By Beth Reinhard | Washington Post
In a lawsuit that echoes a civil case against President Donald Trump, an Alabama woman on Thursday sued failed U.S. Senate candidate Roy Moore and his campaign for defamation, citing harsh personal attacks she faced after coming forward with allegations he touched her sexually when she was 14 years old.
Leigh Corfman is not seeking financial compensation beyond legal costs. She is asking for a declaratory judgment of defamation, a public apology from Moore, and a court-enforced ban on him or his campaign publicly attacking her again. She said in a statement that the suit seeks “to do what I could not do as a 14-year-old – hold Mr. Moore and those who enable him accountable.”
A representative of Moore’s campaign, Brett Doster, said he had no immediately comment on the lawsuit, filed in state court in Montgomery County, Alabama.
Corfman told The Washington Post in November that when Moore was a 32-year-old assistant district attorney in 1979, he took her to his house, undressed her, touched her over her underpants and bra and guided her hand to touch his genitals over his underwear.
Moore has called Corfman’s allegations of abuse “politically motivated,” “completely false” and “malicious.” On Nov. 10, the day after the story published, he told Sean Hannity of Fox News he had never met Corfman but he did not rule out that he might have dated older teenagers when he was in his 30s. .
Five women, including Corfman, told The Post that Moore pursued them when they were teenagers.
The allegations upended the race and helped Democrats capture the seat for the first time in 25 years. On Election Day, exit polls showed 52 percent of voters in Alabama believed the allegations were probably or definitely true, and seven percent said those allegations were the most important factor in deciding their vote.
Corfman’s suit – filed one day after Moore’s former opponent, Doug Jones, took the oath of office – represents a fledgling legal frontier where people who say they were victimized long ago are litigating their claims through defamation lawsuits. The strategy allows them to proceed even after the statute of limitations has run out for criminal charges or for a suit seeking damages for sexual abuse, as it has in Corfman’s case.
The defamation suit against Trump was brought by Summer Zervos, a former contestant on the reality show “The Apprentice” who says he kissed and groped her in 2007. The lawsuit centers on the president’s combative response during the 2016 campaign. Trump called the claims by multiple women that he had touched them improperly “big lies” and he called the women “liars.” A judge in New York State Supreme Court is weighing Trump’s motion to dismiss the case.

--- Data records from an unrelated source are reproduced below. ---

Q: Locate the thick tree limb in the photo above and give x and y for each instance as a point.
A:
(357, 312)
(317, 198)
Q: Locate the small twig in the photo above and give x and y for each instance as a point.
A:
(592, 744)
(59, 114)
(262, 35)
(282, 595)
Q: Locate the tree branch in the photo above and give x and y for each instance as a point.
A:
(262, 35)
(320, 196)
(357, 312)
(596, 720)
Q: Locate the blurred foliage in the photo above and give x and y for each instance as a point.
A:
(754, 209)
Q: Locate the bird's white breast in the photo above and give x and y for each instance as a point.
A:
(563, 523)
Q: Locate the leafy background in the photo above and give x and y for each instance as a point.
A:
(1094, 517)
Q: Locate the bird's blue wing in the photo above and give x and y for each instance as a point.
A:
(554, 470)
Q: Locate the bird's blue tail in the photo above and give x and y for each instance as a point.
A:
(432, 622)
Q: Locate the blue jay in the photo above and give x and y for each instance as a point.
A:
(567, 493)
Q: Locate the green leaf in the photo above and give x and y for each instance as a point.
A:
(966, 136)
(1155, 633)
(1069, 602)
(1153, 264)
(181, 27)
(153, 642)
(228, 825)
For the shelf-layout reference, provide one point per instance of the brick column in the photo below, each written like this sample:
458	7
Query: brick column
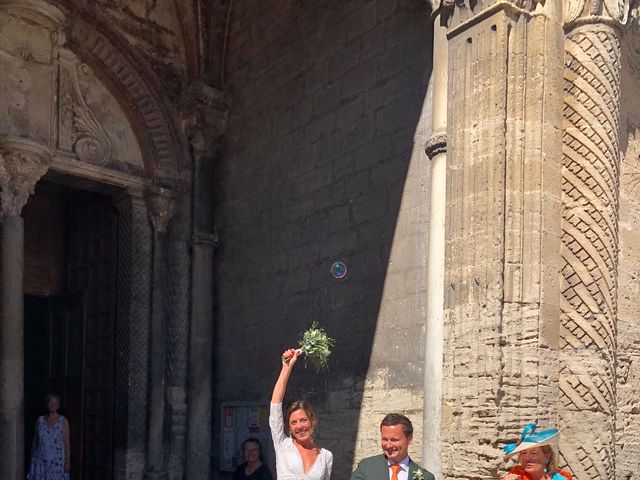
502	228
22	164
590	192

Zervos’ attorney, Gloria Allred, has said that a defamation case she and attorney Mariann Meier Wang settled in New York in 2015 is “an important precedent.” In that case, two former ballboys accused a Syracuse University basketball coach of defaming them after they spoke up about alleged sexual abuse.
Allred also represents a woman who accused Moore of kissing and groping her when she was 16 years old. At a news conference, Beverly Young Nelson produced her high school yearbook containing an inscription she said was written by Moore to prove that he knew her, though she later acknowledged adding the location, date and initials “D.A.” after the signature.

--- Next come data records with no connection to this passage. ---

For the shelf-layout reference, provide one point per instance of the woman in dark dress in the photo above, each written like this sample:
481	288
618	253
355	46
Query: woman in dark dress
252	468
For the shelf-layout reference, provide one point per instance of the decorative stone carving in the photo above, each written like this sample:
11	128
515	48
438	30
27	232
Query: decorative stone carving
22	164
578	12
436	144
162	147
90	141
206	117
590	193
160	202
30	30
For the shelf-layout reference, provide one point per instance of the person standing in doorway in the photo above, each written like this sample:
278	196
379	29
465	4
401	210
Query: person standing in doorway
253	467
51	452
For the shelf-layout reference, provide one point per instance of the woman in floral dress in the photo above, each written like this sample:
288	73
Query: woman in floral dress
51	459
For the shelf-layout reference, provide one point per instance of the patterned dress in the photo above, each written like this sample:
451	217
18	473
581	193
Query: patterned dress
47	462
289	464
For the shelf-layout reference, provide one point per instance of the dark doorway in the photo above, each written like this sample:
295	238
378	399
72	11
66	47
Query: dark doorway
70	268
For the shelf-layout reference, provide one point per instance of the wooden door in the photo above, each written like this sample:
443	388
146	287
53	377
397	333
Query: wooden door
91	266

Comedian Bill Cosby has also been sued for defamation in cases that involve allegations of abuse years ago ago. A federal judge in Pennsylvania last year tossed out a suit filed by a woman who said Cosby defamed her in the media after she accused him of drugging and sexually assaulting her. A separate defamation lawsuit, filed in 2014 by several women who say Cosby sexually assaulted them, is pending in Massachusetts. Yet another defamation case, filed against Cosby in 2015 by former supermodel Janice Dickinson, is pending in the California courts.
Under a landmark Supreme Court ruling, the legal standard for defamation of a public figure is that the statements were known to be false or showed a “reckless disregard for the truth,” experts say. The standard is lower for defaming a private individual – negligence toward the truth -though Corfman’s suit claims Moore’s comments meet the higher standard.
Corfman’s lawsuit cites numerous negative comments made by Moore and five top campaign allies, including campaign manager Rich Hobson, who announced Wednesday that he is running for Congress.